Tourism in the Middle East

Continuity, Change and Transformation

Edited by Dr. Rami Farouk Daher

Publication date:

10 November 2006

Publisher

Channel View Publications

Dimensions:

210x148mm
6x8"

ISBN-13: 9781845410513

This edited volume on tourism in the Middle East embodies a multi-discursive approach to the study of tourism in the region offering not only different perspectives but qualifying local knowledge and realities. The book re-examines the discourse of tourism within geopolitical contemporary regional realities. The book re-conceptualizes tourism as a discourse linked to heritage and identity construction, national and global economies, and development of local communities. Alternatively, a new discursive approach to the understanding of tourism emerges out of invigorating and stimulating latent regional realities and the social histories of various towns, villages, and cultural landscapes within the contested and politically-charged region of the Middle East. The book investigates issues of national identity, authenticity, definition of heritage, representation of cultures and regions, community & tourism development, urban tourism, heritage conservation & tourism, and tourism related investments through a new vision for the region that transcends current geopolitics or national and formal historiographies.

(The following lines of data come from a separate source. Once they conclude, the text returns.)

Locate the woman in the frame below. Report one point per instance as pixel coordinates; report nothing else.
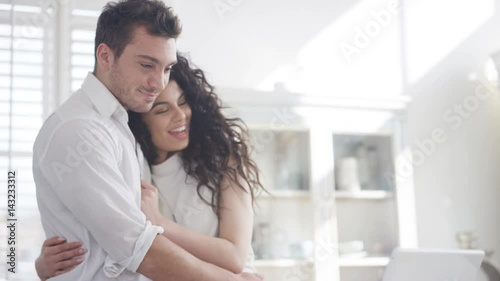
(206, 180)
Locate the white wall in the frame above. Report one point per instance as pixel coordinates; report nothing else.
(430, 56)
(457, 185)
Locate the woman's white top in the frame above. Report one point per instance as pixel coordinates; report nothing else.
(179, 201)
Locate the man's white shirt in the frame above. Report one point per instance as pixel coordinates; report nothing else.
(86, 168)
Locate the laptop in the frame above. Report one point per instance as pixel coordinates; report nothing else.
(433, 265)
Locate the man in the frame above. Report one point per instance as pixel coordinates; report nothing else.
(87, 168)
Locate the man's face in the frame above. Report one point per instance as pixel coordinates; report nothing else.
(142, 71)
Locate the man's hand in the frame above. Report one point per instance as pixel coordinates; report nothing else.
(245, 276)
(58, 257)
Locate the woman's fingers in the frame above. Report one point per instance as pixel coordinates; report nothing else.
(68, 264)
(69, 254)
(62, 271)
(53, 241)
(55, 250)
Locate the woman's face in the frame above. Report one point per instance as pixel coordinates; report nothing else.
(168, 121)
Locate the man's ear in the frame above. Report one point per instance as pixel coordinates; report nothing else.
(105, 57)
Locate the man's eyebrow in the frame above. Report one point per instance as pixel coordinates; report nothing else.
(154, 60)
(159, 103)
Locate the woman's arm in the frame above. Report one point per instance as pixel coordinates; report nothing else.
(58, 257)
(230, 249)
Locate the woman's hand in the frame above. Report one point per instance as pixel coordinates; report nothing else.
(58, 257)
(149, 202)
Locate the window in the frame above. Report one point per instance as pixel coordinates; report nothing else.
(25, 81)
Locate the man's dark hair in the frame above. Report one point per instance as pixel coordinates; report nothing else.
(118, 20)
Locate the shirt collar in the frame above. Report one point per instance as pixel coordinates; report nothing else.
(104, 101)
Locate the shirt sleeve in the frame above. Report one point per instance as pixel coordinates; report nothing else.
(81, 164)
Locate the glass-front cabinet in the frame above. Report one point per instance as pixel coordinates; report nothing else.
(339, 198)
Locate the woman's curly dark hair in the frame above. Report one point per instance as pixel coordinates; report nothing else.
(217, 149)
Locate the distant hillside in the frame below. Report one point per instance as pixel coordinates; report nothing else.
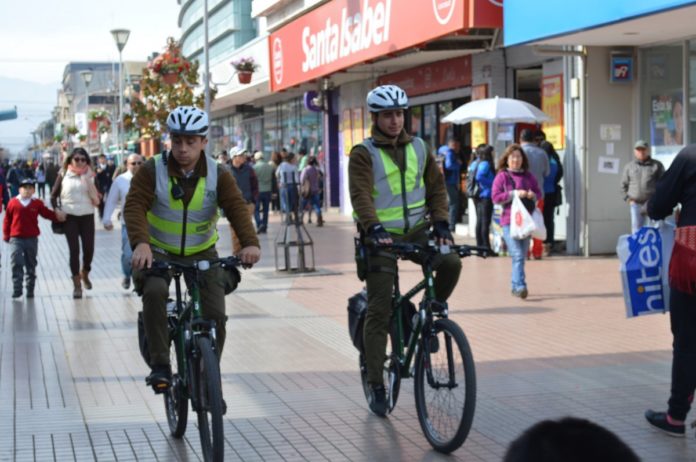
(34, 103)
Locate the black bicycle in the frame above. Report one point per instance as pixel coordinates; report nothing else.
(429, 347)
(194, 357)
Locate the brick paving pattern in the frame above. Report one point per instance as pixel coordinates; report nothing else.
(72, 379)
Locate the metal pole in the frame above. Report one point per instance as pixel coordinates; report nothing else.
(206, 59)
(120, 100)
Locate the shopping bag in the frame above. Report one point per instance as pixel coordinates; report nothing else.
(539, 226)
(644, 269)
(521, 222)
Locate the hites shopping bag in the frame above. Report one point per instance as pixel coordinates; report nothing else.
(644, 258)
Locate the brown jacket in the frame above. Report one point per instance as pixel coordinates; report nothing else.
(142, 195)
(360, 179)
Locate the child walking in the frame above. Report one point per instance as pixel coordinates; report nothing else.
(21, 230)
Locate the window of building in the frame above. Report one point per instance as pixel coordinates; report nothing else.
(662, 100)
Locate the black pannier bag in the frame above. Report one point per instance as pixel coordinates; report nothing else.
(357, 309)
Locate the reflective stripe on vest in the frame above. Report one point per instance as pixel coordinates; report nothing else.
(391, 188)
(178, 229)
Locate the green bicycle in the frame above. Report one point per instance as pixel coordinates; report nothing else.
(194, 357)
(429, 347)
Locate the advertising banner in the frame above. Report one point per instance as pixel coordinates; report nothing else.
(479, 129)
(552, 105)
(342, 33)
(667, 119)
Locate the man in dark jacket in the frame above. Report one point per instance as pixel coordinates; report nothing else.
(678, 186)
(248, 184)
(638, 182)
(377, 177)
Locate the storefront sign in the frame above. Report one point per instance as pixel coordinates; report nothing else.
(343, 33)
(552, 105)
(667, 120)
(479, 129)
(621, 69)
(429, 78)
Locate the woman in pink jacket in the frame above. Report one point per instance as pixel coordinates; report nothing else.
(514, 178)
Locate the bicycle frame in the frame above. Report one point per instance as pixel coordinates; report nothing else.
(406, 353)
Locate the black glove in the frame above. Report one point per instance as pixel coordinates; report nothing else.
(441, 231)
(378, 233)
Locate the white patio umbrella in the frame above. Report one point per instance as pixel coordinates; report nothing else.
(501, 110)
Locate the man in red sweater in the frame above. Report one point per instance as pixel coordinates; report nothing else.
(21, 230)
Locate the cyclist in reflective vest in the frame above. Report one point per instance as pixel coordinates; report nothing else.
(172, 210)
(397, 192)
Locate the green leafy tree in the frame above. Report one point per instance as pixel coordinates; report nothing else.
(157, 98)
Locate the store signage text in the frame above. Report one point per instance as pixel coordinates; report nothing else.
(354, 33)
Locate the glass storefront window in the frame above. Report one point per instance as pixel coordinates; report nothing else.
(662, 100)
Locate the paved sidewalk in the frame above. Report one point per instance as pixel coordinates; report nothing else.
(72, 380)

This collection is the first really penetrating analysis of tourism in the contemporary Middle East. It covers a variety of appropriate topics, including investment, post-colonialism, neo-colonialism, gentrification, stratification, exploitation, representation, and virtual tourism, in chapters written by a range of Middle Eastern, European and American authorities. However, it is the leadership and guidance of the editor Rami Daher, a well-known Jordanian architect, academic and hands on critical public intellectual that gives the book its thrust. Daher does not hold back in his critical analyses of international and national power relations in Middle Eastern tourism developments, strongly motivated by his respect of the creativity of all classes and historical periods, whether they are popular tourism targets or not, all underpinned by his own love for the people of Jordan and Palestine. This is absolutely the most important book on tourism and the Middle East ever written to date.